Wednesday, May 28, 2003

RealOne Rhapsody

Real has launched a competitor service to Apple's called Rhapsody featuring on-demand streaming at $9.99 a month and as many burnable songs as you want at $0.79 a burn. It's available for PC. I think this is an improvement from previous offerings and I'm not sure how it stacks up to Apple. Generally, people prefer flat rate pricing to metered pricing, and in that sense $9.99/month is good, but you don't get to *keep ths songs on your computer*. I like the lower price for burning songs (79 cents instead of 99 cents), but I don't really want to burn songs onto a CD all that much, nor do I want to go through the trouble of burning a song to CD and then ripping it so I can play it on my mp3 player. But given that iTunes 4 is not yet available for PCs, and most PC owners don't have iPods anyway, I'm not sure how much of a difference any of this will make.

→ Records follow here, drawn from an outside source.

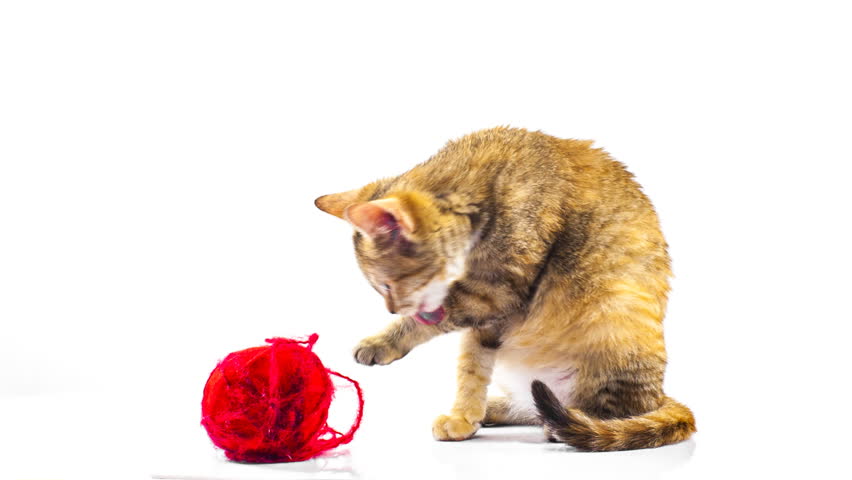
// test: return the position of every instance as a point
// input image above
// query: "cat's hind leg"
(501, 411)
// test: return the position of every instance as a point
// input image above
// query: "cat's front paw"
(453, 428)
(376, 351)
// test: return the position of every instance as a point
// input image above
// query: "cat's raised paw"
(452, 428)
(376, 351)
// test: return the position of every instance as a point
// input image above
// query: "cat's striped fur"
(548, 256)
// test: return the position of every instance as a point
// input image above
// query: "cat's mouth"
(430, 318)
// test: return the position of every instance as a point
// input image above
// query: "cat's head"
(410, 248)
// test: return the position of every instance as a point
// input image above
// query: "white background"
(159, 161)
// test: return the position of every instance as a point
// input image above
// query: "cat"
(550, 259)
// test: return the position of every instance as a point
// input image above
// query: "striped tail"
(671, 423)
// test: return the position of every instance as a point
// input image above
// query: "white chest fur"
(515, 381)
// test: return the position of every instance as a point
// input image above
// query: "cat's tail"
(671, 423)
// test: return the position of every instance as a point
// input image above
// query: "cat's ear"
(387, 216)
(336, 203)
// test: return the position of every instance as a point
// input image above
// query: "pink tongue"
(431, 318)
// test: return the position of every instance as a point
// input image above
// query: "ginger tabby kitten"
(550, 259)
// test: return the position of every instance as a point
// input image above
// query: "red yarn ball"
(270, 404)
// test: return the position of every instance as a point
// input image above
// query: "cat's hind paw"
(453, 428)
(376, 351)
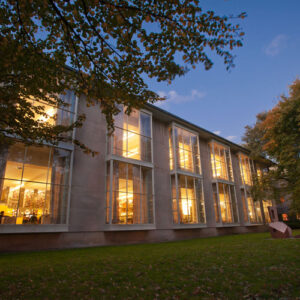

The key to this business is who can sign up the best deals with the most record companies, not number of users (yet), and I'm sure the RIAA is making sure that online distributors remain weak. ClearChannel has consolidated a fragmented media market and now charges content companies for distribution (instead of content companies charging media companies for content, which is how web radio works now).

And thank you those who wrote in pointing out that aac is no more proprietary than mp3. I meant "uncommon, and amenable to DRM".